Through the thickening fog, Renzo and Teo dimly made out the kingfishers routing the Ottomans by the simple strategy of unwinding the linen of their turbans and wrapping the fabric around their eyes. Whereupon the mist closed over the scene completely. Renzo and Teo grimaced with frustration. The next thing they heard was an urgent miaow.

“The Gray Lady!” was Teo’s first, hopeful thought. “She’s come back!”

But the cats who flew out of the mist and surrounded them were not as large or as grand as the Gray Lady. And they had cat faces, not human ones like hers. They were the winged Syrian cats from the gardens, the ones who had saved Renzo from the magòghe.

“Ahoy! Good childrrren! We’ve come to carry you out to the battle. We need you to undo the fasteningsss of those cages on the gibbetsss!” mewed the largest cat.

If a cat could ever look humble, that cat did so just then. “You see, we cannot do it with our pawsss. We need little human fingerrrs up in the futtock shrouds.”

“Futtock shrouds?” asked Teo.

“The lines joining the rigging of the lower and upper masts,” explained Renzo, resisting a strong temptation to give the cats a taste of their own silent treatment.

“But we’re too heavy for you!” protested Teo.

In answer, the cats nudged open with their noses a pair of rolled Persian rugs that they must have foraged from some noble palace.

“Lie down on them!” the cats urged.

The cats took a corner each of the rugs and lifted the children easily into the air.

“Hold on! Grrrip with your clawsss!” mewed the cats, as they headed straight into the thickest part of the mist. Cold scraps of air brushed the children’s faces and flattened their hair against their shivering scalps.

Just below her Teo glimpsed Doge Enrico Dandolo in mortal combat with an Ottoman commander. Shoulder-to-shoulder with Dandolo, Doge Marin Falier was getting the worst of an encounter with a Dalmatian pirate. The mist closed over them.

Within moments Teo made out the sinister silhouettes of the enemy boats. Mermaids, children and cats crouched wretchedly inside their cages. At the sight of the children on their carpets, they leapt up, cheering.

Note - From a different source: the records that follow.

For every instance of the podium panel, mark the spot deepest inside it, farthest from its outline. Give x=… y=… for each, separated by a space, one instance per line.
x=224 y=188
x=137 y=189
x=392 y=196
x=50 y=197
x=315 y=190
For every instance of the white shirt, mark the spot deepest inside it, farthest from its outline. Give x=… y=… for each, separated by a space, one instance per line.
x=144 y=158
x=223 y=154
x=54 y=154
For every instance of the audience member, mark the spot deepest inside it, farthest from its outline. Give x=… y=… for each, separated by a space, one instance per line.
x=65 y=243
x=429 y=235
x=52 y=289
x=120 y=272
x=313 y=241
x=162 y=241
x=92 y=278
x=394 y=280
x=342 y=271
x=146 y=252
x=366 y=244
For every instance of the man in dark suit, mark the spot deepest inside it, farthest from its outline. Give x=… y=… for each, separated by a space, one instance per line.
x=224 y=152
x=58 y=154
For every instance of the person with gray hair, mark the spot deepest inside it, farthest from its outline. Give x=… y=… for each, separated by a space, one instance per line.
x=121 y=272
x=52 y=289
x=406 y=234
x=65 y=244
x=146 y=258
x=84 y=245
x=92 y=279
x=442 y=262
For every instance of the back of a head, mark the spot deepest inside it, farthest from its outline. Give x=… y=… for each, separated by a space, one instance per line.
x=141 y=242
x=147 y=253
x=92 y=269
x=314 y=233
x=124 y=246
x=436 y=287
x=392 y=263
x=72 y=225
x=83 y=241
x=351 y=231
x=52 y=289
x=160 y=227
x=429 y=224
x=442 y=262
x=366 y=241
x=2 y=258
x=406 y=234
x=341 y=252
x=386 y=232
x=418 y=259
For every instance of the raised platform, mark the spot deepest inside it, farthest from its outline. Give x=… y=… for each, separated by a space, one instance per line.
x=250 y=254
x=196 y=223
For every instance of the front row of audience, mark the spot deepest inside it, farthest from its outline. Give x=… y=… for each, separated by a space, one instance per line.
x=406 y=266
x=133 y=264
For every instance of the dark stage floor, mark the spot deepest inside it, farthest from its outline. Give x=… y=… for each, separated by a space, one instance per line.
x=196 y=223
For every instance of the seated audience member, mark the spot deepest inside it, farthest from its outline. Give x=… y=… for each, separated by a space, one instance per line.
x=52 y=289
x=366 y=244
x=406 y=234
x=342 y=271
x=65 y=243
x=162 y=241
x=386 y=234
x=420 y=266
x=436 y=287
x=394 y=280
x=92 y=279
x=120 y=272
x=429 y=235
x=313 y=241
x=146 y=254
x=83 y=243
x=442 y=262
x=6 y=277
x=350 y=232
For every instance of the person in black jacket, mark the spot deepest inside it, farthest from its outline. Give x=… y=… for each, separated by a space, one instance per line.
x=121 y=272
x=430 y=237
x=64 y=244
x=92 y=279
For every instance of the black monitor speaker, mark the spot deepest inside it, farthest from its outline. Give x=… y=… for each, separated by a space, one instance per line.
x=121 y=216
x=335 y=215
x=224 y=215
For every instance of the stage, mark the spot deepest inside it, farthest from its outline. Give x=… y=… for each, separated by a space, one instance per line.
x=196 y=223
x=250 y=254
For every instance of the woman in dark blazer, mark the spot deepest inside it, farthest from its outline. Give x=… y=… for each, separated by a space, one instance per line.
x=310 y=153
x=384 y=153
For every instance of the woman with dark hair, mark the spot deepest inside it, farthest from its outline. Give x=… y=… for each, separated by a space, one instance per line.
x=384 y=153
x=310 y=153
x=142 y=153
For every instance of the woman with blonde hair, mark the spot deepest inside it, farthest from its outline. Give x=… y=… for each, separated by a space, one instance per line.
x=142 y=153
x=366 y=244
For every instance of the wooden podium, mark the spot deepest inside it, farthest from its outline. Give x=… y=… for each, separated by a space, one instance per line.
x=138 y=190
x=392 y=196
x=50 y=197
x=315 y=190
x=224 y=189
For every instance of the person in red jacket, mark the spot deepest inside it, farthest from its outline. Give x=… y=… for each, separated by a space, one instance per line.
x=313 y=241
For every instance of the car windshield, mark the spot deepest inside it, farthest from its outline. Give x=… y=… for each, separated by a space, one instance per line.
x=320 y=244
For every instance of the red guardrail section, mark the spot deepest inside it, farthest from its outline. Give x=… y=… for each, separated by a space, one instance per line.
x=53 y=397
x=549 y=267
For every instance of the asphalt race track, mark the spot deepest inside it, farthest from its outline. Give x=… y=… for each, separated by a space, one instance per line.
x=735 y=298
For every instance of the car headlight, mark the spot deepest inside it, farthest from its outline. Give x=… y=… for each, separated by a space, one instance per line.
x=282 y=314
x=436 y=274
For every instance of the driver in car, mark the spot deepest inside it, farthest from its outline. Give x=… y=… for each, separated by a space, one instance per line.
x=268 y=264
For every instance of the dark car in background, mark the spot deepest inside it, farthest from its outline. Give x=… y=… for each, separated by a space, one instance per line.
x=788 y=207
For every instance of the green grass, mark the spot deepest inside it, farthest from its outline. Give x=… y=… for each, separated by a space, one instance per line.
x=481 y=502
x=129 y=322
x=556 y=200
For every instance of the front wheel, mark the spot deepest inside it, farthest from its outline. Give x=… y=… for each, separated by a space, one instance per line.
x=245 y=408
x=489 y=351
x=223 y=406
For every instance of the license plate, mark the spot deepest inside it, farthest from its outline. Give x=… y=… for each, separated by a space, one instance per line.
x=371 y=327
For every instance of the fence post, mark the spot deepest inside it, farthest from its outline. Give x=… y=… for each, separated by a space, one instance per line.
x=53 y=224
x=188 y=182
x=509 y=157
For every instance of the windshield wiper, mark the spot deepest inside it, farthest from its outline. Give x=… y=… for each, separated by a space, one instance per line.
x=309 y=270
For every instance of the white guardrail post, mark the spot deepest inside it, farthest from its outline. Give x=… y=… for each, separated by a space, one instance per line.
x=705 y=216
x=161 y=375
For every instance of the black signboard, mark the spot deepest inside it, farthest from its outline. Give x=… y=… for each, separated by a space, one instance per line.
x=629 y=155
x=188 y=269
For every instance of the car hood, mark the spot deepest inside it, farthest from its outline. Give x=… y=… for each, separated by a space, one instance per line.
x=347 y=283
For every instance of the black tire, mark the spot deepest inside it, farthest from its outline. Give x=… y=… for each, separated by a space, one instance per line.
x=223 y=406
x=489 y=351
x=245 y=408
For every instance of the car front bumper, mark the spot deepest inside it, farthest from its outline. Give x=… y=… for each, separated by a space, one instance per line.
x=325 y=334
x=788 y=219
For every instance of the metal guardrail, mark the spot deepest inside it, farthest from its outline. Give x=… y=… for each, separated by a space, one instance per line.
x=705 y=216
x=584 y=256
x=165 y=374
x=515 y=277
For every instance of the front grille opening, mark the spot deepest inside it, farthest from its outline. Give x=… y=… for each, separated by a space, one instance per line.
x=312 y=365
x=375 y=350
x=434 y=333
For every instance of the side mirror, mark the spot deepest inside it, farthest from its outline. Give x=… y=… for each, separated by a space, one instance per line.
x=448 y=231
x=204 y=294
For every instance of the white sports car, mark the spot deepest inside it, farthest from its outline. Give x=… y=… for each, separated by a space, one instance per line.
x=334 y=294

“Sssssssssh!” hissed the cats, pointing below, to where the enemy soldiers, oblivious, fought on. “We don’t want those villainsss climbing up to the crrrow’s-nests now! The Dark Elves are verrry handy in the rrrigging.”

The cats wove between the futtock shrouds, dodging the occasional poisoned arrow that flew wide of the mark. The children grappled for breath in the pockets of deep mist that enveloped the masts.

“We can free the prisoners but we can’t carry them on our rugs!” whispered Renzo to his cat-bearers.